A questão da harmonização do vinho move montanhas. Tanto já se escreveu, eu mesmo tenho até um capítulo sobre o assunto no livro que publiquei (Embutidos, da sobrevivência à gastronomia; 2011; São Paulo; Ed. Senac-SP). Lá amparo meus comentários em reflexões de gente como o Peynaud, o Kurnonski, o Enrico Bernardo e outros tantos, incluindo meu primeiro curso sobre o assunto, o do Maurice Bibas.
Os alunos do SENAC de Águas de São Pedro pedem linhas de pensamento, pendem fundamento, com razão, pois o curso dita sobre o assunto, tem até aula específica sobre isso, apesar de não servir nenhum alimento sólido para casar com os vinhos degustados, a não ser il solito pezzo di pane.
Premido por um trabalho que estou fazendo com fichas técnicas de uma importadora, postei no Facebook o seguinte comentário – “Acabo de receber mais uma oferta de vinho, aliás de dois grandes vinhos, que conheço e admiro. Só que não venho a público para falar deles e sim da bobagem que são os complementos das fichas técnicas, uma briga que mantenho com importadores e restauradores que me pedem para escrever algo sobre a harmonia entre comida e vinho. E neste caso, é exemplar: Trata-se de dois vinhos, um que custa R$500,00 e outro, da mesma produtora que custa R$150,00. O primeiro harmoniza perfeitamente, de acordo com a ficha, com “a culinária italiana clássica, com seus assados, caças de pelo e risotas”. Já o outro, que é mais simplinho vai muito bem “antipasti, massas com molho de tomate e carnes assadas”.
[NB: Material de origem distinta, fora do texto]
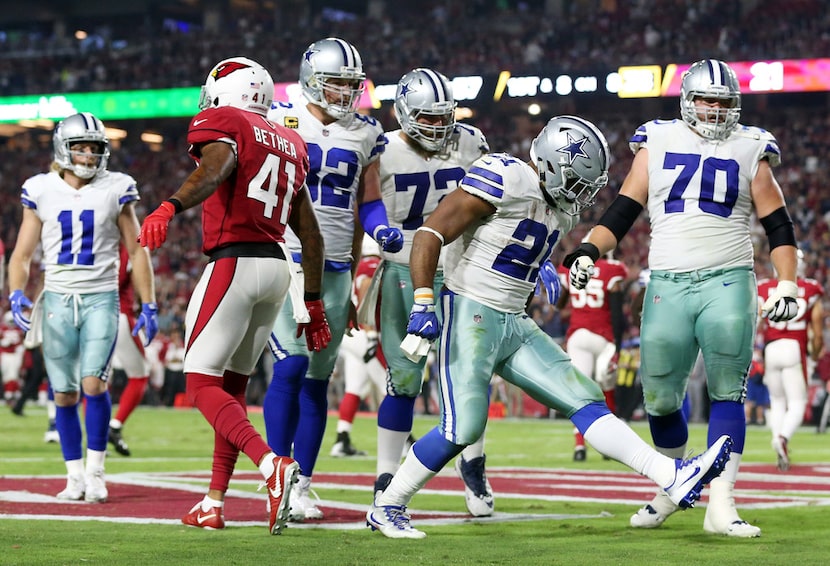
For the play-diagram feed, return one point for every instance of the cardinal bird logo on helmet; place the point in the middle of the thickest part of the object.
(226, 68)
É meio ridículo, não é? Evidentemente, se ambos são vinhos firmes, com as mesmas características nas uvas e na vinificação, sendo o mais nobre e pontuado apenas um vinho com um pouco mais de potência e madeira, ambos vão bem quase com a mesma coisa, até porque, até onde sei a “culinária clássica italiana” inclui massas com molho vermelho e carnes assadas como o fantástico stracotto, non è vero? “
Estendo o comentário para tantas outras fichas técnicas, que se esmeram em ganhar preciosismo, como a que acabei de ler. Diz o texto que “tal vinho feito de uva Syrah é um vinho licoroso, com fortes notas de fruta” características que jogam o produto muito mais para a reflexão do que para a gastronomia, não é?


≈Outro caso do mesmo trabalho – comentando um late harvest, o autor diz que aquele vinho é ideal para tarte tatin de alguma fruta como maracujá!